I wrote a post several weeks ago about UF Online, partially based on a phone interview with the executive director Betty Phillips.
Several weeks ago the University of Florida Online program opened for the Spring 2014 semester, accepting 600 transfer students, and the new program will accept Freshmen starting August 2014. This announcement comes just 2 years after the Florida legislature commissioned a study from the Parthenon Group on how to best leverage online programs in the state, and this program is probably one of the highest profile new online programs in the US within the past few years (along with California’s online initiative, Open SUNY, SJSU / Udacity and GaTech / Udacity). [snip]
What UF Online is, however, is an exclusively-online baccalaureate program leading to a UF degree for lower costs than the traditional on-campus experience. This is about expanding capacity and access to a research university, and the program aims to meet the same academic standards as the traditional UF experience . . .
Well it seems like the situation in Florida changes rapidly in multiple directions. Just two and half months after she officially took the new position, Betty Phillips has abruptly resigned. By all appearances, this move was unexpected as the University of Florida appears to have been caught flat-footed. The Gainesville Sun reports:
But less than three months after she officially began as director of UF Online on Jan. 1, Phillips — the wife of former UF Senior Vice President and COO Win Phillips — is no longer in charge of that program.
In an administrative memo sent out to faculty after 9 p.m. Tuesday, UF Provost Joe Glover didn’t even mention Betty Capaldi Phillips by name.
“Due to changes in personnel, effective immediately, Associate Provost Andy McCollough will become responsible for the administration of UF Online. Consequently, issues related to this program should be directed to his attention,” Glover’s memo said.
The memo was not posted on the Administrative Memo web page until late Wednesday afternoon.
The article describes that Phillips plans to return to ASU in a teaching role, focusing on research into personalized learning.
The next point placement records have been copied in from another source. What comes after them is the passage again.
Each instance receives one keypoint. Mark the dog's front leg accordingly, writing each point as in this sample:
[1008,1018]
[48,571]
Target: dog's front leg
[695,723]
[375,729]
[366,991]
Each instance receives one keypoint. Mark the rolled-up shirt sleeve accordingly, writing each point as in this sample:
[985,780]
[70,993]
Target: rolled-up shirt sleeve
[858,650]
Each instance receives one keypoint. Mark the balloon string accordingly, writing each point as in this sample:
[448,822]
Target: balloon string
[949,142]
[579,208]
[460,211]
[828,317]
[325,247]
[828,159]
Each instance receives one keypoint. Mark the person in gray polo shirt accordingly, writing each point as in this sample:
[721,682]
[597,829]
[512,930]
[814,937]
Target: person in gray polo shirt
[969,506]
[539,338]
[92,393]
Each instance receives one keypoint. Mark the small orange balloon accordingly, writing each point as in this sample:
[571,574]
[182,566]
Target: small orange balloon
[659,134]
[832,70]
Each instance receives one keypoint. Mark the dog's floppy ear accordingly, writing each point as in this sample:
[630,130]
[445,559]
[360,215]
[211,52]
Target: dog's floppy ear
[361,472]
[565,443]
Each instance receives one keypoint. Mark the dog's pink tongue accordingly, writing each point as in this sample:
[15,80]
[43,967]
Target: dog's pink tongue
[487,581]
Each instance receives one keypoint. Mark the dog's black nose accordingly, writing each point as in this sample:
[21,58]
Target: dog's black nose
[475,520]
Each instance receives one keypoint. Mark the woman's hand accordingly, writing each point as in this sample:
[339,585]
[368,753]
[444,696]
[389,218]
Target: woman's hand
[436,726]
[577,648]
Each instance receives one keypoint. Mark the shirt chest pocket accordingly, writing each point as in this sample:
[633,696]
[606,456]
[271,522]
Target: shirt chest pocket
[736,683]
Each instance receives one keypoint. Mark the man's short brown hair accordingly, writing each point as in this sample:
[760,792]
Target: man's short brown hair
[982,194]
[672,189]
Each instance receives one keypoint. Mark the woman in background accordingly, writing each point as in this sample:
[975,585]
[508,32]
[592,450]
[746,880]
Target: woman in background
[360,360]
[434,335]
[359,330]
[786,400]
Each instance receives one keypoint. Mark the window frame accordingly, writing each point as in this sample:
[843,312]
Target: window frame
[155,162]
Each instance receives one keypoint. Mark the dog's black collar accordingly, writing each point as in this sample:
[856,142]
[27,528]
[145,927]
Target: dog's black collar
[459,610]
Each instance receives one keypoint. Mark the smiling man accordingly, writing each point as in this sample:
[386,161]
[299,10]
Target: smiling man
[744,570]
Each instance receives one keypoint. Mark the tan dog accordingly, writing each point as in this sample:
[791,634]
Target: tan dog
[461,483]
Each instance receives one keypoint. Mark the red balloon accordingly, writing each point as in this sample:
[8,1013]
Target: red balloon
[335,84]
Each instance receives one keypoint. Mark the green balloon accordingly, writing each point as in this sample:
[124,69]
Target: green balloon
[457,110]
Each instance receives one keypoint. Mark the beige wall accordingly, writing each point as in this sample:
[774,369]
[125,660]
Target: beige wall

I’m not sure if personal or HR issues were involved, but the article described other details:
Phillips had given up her job as provost and executive vice president of ASU — a position she held since 2006. She took a substantial pay cut to return to UF — from the $425,000 she earned as provost at ASU to $285,000 salary to run the online program here.
Meanwhile, her husband, Win Phillips, stepped down as COO in December and took a position with Innovation Square, UF’s technology startup incubator downtown.
When I did my interview, I had asked about the UF Online staff now that the program has started (they accepted 583 transfer students in January). Phillips’ replied that there was only two people, including herself. This resignation is much more significant than a single leader of a functioning program office departing – this is a complete change of the program office.
I’ll share more information as it becomes available.
Update (3/14): Carl Straumsheim has an article at IHE today that includes interviews with Andy McCollough from UF and Todd Hitchcock from Pearson. It’s well worth reading.
Until Florida can fill the position, W. Andrew McCollough, associate provost for teaching and technology, will lead UF Online. He said Phillips has chosen to return to ASU as a faculty member.
“She, in discussing the matter with me, had evinced after she had gotten herself immersed in the management of and the directing of UF Online that her first love at this point was functioning as a faculty member and doing research on online learning,” McCollough said. “It became evident to her that she would have difficulties fitting that preference into her waking hours here at the university.” [snip]
“The work doesn’t stop because the person in the director’s seat changes,” McCollough said. “The truth of the matter is in the work that is being done by faculty and instructional designers and videographers and web developers and marketing. The people that are doing the real work continue to do the real work.”
I personally think the explanations are part of the story – something doesn’t add up here.